Couleur du temps (LeNormand)/L’attente déçue

Édition du Devoir (p. 109-111).

L’attente déçue


Mademoiselle Lizette, toute seule, marche sur la grande route qui suit le bord du lac paisible. Les étoiles brillent et la lune, derrière un gros nuage, prépare son entrée dans le soir. Mademoiselle Lizette n’a point peur de marcher ainsi solitaire sur la route à demi obscure. Y eut-il jamais des malfaiteurs dans son village tranquille ?… Et puis, pense-t-elle seulement aux malfaiteurs ? Mademoiselle Lizette, qui est jeune, s’en va gaiement au bureau de poste et elle attend, elle attend sans le moindre doute, une bonne lettre. Aussi, elle trouve qu’au tournant du lac, là-bas, les lumières du chemin qui se reflètent dans l’eau ont l’air d’une file de lanternes chinoises allumées pour une fête. Le soir calme et sa solitude lui plaisent également. Sur la route déserte, elle est heureuse de rester muette et libre de rêver. D’avance, elle savoure le plaisir de recevoir tout à l’heure l’enveloppe qu’elle connaît. Elle voit le maître de poste la lui tendre et elle sourit. Elle est contente, absolument contente…

Au bureau, elle n’avait pas sa lettre, Mademoiselle Lizette. Elle a poussé un soupir, et dehors, malgré elle, frappe du pied et se mord les lèvres pour ne pas pleurer. Puis, elle sent un serrement douloureux à ses tempes. En reprenant la grande route, elle est triste, mécontente. Une feuille qui tombe lui frôle les cheveux. C’est l’automne. Mademoiselle Lizette n’y avait pas pensé : elle y pense maintenant et trouve la route obscure, et regrette d’être isolée à la campagne. Les mêmes lumières se mirent dans le lac encore calme. Elles se suivent au bord du chemin comme sur l’eau, de distance en distance, sans jamais se toucher. Elles n’ont pas changé depuis tout à l’heure.
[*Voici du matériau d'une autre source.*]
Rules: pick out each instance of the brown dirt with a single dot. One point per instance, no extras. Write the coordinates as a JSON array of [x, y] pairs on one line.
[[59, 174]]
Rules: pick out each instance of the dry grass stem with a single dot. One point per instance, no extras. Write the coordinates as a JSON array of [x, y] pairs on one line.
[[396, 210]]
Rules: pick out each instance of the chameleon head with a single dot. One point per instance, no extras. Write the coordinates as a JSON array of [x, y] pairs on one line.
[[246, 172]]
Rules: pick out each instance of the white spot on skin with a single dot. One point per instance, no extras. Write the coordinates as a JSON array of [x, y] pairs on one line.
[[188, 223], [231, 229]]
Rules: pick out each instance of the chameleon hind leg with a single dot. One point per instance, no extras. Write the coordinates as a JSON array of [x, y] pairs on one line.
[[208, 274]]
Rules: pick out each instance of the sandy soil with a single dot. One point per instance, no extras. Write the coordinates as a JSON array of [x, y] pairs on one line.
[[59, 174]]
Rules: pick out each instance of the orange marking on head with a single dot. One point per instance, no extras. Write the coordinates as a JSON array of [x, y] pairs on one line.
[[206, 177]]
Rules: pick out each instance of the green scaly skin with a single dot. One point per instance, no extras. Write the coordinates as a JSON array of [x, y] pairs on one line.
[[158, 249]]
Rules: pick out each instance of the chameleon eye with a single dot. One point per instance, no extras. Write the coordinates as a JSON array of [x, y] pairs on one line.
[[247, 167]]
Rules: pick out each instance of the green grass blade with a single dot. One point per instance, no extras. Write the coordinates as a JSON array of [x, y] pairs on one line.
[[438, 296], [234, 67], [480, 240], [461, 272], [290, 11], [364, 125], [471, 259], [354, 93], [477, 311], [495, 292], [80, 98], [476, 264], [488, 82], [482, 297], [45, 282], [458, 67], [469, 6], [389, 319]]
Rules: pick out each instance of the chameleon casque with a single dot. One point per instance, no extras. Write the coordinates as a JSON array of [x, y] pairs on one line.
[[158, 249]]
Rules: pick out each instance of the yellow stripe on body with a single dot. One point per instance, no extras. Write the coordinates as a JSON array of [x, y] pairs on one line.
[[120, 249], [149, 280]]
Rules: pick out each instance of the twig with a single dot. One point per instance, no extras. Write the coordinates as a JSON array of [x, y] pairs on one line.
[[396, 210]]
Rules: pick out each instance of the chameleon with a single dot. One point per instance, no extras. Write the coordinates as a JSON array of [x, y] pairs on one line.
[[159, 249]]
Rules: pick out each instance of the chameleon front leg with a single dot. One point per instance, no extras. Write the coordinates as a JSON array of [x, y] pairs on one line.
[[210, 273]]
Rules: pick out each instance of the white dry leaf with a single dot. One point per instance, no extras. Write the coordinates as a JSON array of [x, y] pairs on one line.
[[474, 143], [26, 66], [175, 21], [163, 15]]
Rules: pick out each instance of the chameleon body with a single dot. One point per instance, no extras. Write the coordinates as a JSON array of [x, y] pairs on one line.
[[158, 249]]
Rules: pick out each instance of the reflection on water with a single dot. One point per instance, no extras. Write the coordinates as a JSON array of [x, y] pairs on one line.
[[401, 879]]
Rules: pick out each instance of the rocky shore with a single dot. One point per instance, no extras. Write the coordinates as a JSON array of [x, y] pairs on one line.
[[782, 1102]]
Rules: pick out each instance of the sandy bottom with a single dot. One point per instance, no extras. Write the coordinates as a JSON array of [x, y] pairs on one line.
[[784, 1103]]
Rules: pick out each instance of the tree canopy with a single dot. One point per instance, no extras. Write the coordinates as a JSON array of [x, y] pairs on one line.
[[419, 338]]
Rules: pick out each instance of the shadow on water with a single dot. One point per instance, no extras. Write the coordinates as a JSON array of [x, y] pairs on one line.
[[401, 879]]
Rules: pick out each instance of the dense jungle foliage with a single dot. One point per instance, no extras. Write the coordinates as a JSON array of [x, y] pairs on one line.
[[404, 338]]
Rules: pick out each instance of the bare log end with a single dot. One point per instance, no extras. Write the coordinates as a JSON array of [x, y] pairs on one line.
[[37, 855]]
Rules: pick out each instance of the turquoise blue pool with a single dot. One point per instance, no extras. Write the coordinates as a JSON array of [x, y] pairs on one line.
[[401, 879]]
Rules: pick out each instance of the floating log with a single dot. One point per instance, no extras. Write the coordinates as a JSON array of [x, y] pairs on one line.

Pourtant, Lizette ne les compare plus à des lanternes de fête…

Elle marche tête basse, préoccupée. Pourquoi n’est-elle pas venue, la lettre espérée ? Lizette sait de façon certaine qu’elle doit être en route depuis la veille. Et, puisqu’elle ne l’a pas eue ce soir, dans cette pauvre campagne, il faudra qu’elle attende toute la longue journée du lendemain avant l’autre courrier.

Mademoiselle Lizette soupire encore. Elle voudrait goûter sa promenade au bord de l’eau, ne plus songer qu’elle est déçue. Elle ne le peut pas. Elle a un poids qui lui écrase le cœur. Sur le trottoir, les criquets et les crapauds sautent à qui mieux mieux et au moment où elle s’y attend le moins, mademoiselle Lizette en a un sous le pied. Les criquets et les crapauds sont noirs dans la nuit et ils arrivent sous la semelle si bêtement qu’on ne peut pas les éviter. Mademoiselle Lizette trouve qu’ils ressemblent à des désappointements.